Selama berlangsungnya gelombang imigran dari tahun 1850 hingga 1930, etnis Hakka adalah yang paling miskin di antara para perantau etnis Tionghoa (Restiatih dalam Pratiwi, 2015). Orang-orang Hakka ini dikenal dengan etnis yang tergolong ekonomi rendah pada saat mendarat di daratan Surabaya bukan seperti etnis Hokkien yang tergolong ekonomi tinggi karena memiliki predikat pedagang (Pratiwi, 2015). Sehingga meskipun telah berusia 204 tahun, pembangunan rumah perkumpulan ini dahulunya melalui masa sulit, bahkan sempat mangkar karena alasan biaya. Meskipun demikian, tak pernah luntur semangat para generasi penerus dari tahun ke tahun mengingat  pengorbanan nenek moyang untuk meneruskan organisasi di bidang sosial. Untuk meneruskan budaya Hakka, pada tahun 2008 dibuka kursus bahasa Hakka. Divisi Kepemudaan pun dibentuk guna menggalakkan pembinaan generasi penerus. Selain itu, setiap tahun selalu menghimpun muda-mudi untuk berwisata ke Tiongkok atau Taiwan, agar mereka dapat merasakan dan mempelajari budaya Hakka secara langsung (Chandra & Christiana, 2013)

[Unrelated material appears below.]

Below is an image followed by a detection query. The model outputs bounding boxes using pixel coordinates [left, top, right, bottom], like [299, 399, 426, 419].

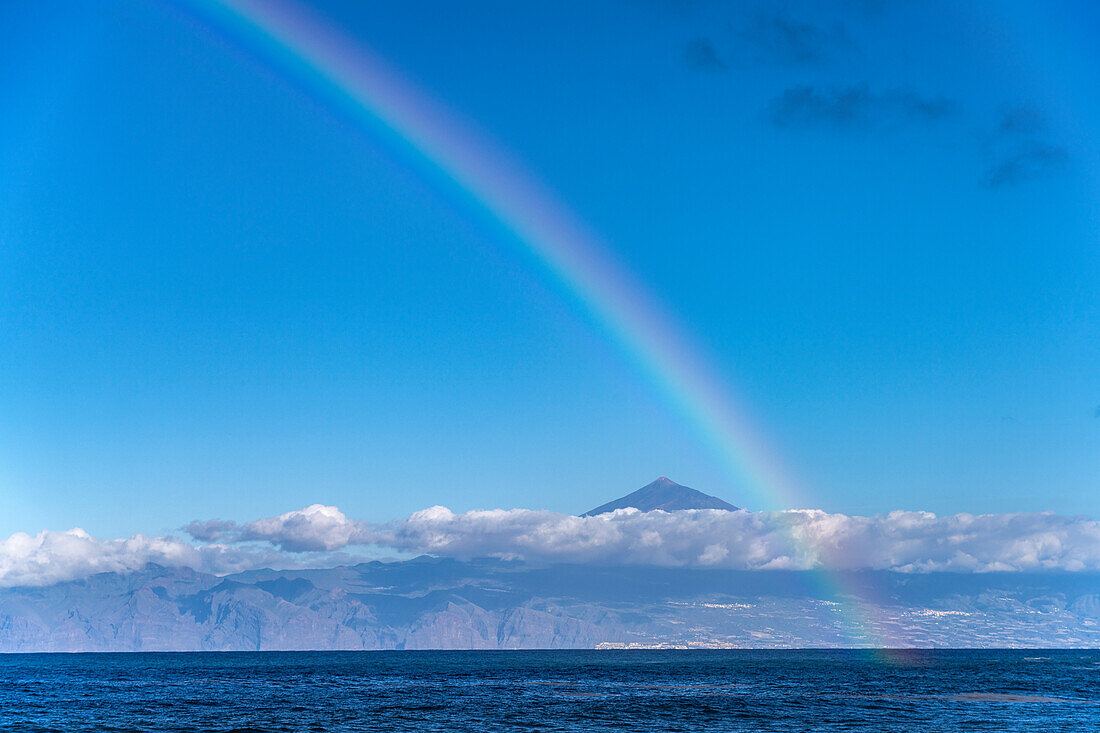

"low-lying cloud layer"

Dalam perkembangannya pula mengalami pasang surut, terlebih pada masa orde lama dan orde baru dimana pemerintah sangat membatasi aktivitas kaum Tionghoa, yang hanya memperbolehkan untuk sembahyang dan menganggap orang-orang perkumpulan ini berstatus WNA. Mengutip (Maghfiroh, 2014), Perkumpulan Hwie Tiauw Ka Surabaya pada tahun 1950 membuka sekolah yang diberi nama Qiao Nan, yang berada di jalan Bakmi Surabaya, yang sekarang berganti nama jalan Samudera Surabaya. Siswa hanya dari kalangan orang Hakka saja. Bangunan sekolah khusus Hakka di Surabaya ini hanya berlangsung selama 8 tahun saja dari tahun 1950 sampai tahun 1958. Sekolah ini ditutup tahun 1958 oleh pemerintah Orde Lama dikarenakan alasan politik. Hal ini dikaitkan dengan sebutan sayap kiri dan kanan. (wawancara Ibu Elisa Christiana, 11 Mei 2013).
Pak Herman memaparkan, selain membantu sesama etnis Hakka, perkumpulan yang memang terbiasa bergerak di bidang sosial ini juga mulai membantu masyarakat sekitar dengan membagikan sembako dan obat-obatan gratis. Selain itu juga menyalurkan sumbangan untuk setiap korban bencana alam sprti gunung meletus dan banjir. Proyeknya yang paling besar adalah menandatangi MoU dengan PMI Surabaya dengan mengadakan donor darah rutin setiap tiga bulan. Contoh sumbangan yang diberikan adalah  Blood Refrigerator (atau disebut jg Blood Bank) yaitu lemari penyimpanan atau pendingin darah yang dikenal bernilai jual mahal. Bentuk dedikasi yang mulia ini pun akhirnya mendapat penghargaan.